President Donald Trump at the annual pardoning of Thanksgiving turkeys in the White House Rose Garden on November 25, 2025.

By Michael Mashburn & Joe Lombardi From Daily Voice

President Donald Trump commuted the prison sentence of a New York private equity executive convicted in a massive fraud scheme involving more than 10,000 investors.

David Gentile, 57, of Manhasset, the former CEO and owner of GPB Capital Holdings, had been serving a seven-year federal sentence after his 2024 conviction on securities and wire fraud charges, as Daily Voice reported.

The White House on Monday, Dec. 1, confirmed the commutation, which does not appear to apply to his co-defendant, Jeffry Schneider of Ascendant Capital.

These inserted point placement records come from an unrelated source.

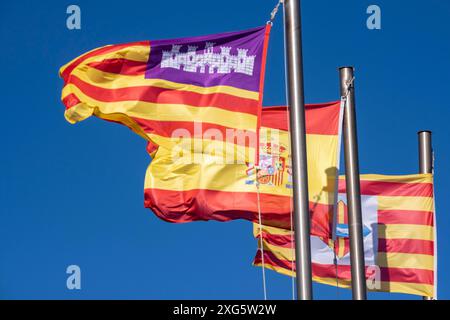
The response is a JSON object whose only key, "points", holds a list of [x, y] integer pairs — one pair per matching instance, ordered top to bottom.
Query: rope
{"points": [[274, 12], [347, 89], [338, 164], [261, 243]]}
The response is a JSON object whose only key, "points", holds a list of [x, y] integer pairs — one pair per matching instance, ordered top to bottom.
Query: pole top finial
{"points": [[345, 67]]}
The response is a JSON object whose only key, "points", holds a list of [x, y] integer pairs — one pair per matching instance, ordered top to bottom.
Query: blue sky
{"points": [[73, 194]]}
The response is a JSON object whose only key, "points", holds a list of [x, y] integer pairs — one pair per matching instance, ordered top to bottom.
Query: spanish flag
{"points": [[181, 191], [399, 238]]}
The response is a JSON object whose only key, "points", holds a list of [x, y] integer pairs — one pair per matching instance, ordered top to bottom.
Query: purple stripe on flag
{"points": [[231, 59]]}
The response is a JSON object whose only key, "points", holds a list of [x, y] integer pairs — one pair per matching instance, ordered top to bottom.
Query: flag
{"points": [[163, 87], [197, 101], [182, 192], [398, 236]]}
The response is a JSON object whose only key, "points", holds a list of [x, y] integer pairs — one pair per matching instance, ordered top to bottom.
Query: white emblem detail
{"points": [[223, 62]]}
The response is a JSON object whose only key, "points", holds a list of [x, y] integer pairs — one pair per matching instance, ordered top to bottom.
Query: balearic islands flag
{"points": [[197, 101], [181, 192], [399, 238]]}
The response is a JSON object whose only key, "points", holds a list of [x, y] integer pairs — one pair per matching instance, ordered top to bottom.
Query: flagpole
{"points": [[296, 103], [425, 159], [353, 186]]}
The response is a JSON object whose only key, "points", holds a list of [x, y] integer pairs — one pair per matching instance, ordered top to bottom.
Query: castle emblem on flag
{"points": [[223, 62]]}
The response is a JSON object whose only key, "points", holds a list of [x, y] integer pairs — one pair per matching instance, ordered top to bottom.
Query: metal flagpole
{"points": [[296, 103], [425, 159], [353, 185]]}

Gentile and Schneider were convicted in August 2024 following an eight-week trial in the Eastern District of New York. Prosecutors said the pair misled investors in three GPB private equity funds by disguising underperformance and using investor capital to pay “monthly distributions,” creating what the SEC described as a Ponzi-like structure that raised over $1.7 billion.

The US Attorney’s Office said the scheme ran from 2015 to 2018 and defrauded more than 10,000 investors nationwide. Gentile was also found guilty on two counts of wire fraud. Both men were sentenced in May.

The White House defended the decision, arguing Gentile had been unfairly prosecuted.

“Unlike similar companies, GPB paid regular annualized distributions to its investors,” a White House official told CNN. The official claimed prosecutors “were unable to tie any supposedly fraudulent representations to Mr. Gentile” and said the defense raised concerns about false testimony at trial.

White House Press Secretary Karoline Leavitt echoed that stance Monday, calling the case “another example that has been brought to the president’s attention of the weaponization of justice from the previous administration,” and was why Trump signed the commutation.

Trump has issued a series of high-profile reprieves during his second term, including Binance founder Changpeng Zhao, Silk Road creator Ross Ulbricht, and electric vehicle startup founder Trevor Milton.

Alice Marie Johnson, Trump’s clemency adviser, praised the move in a Thanksgiving Day post on X, writing she was “deeply grateful to see David Gentile heading home to his young children.”

Johnson called the wave of recent commutations “miracles of mercy” and thanked Trump for “the extraordinary power of second chances.”

Schneider’s sentence has not been commuted, according to the White House.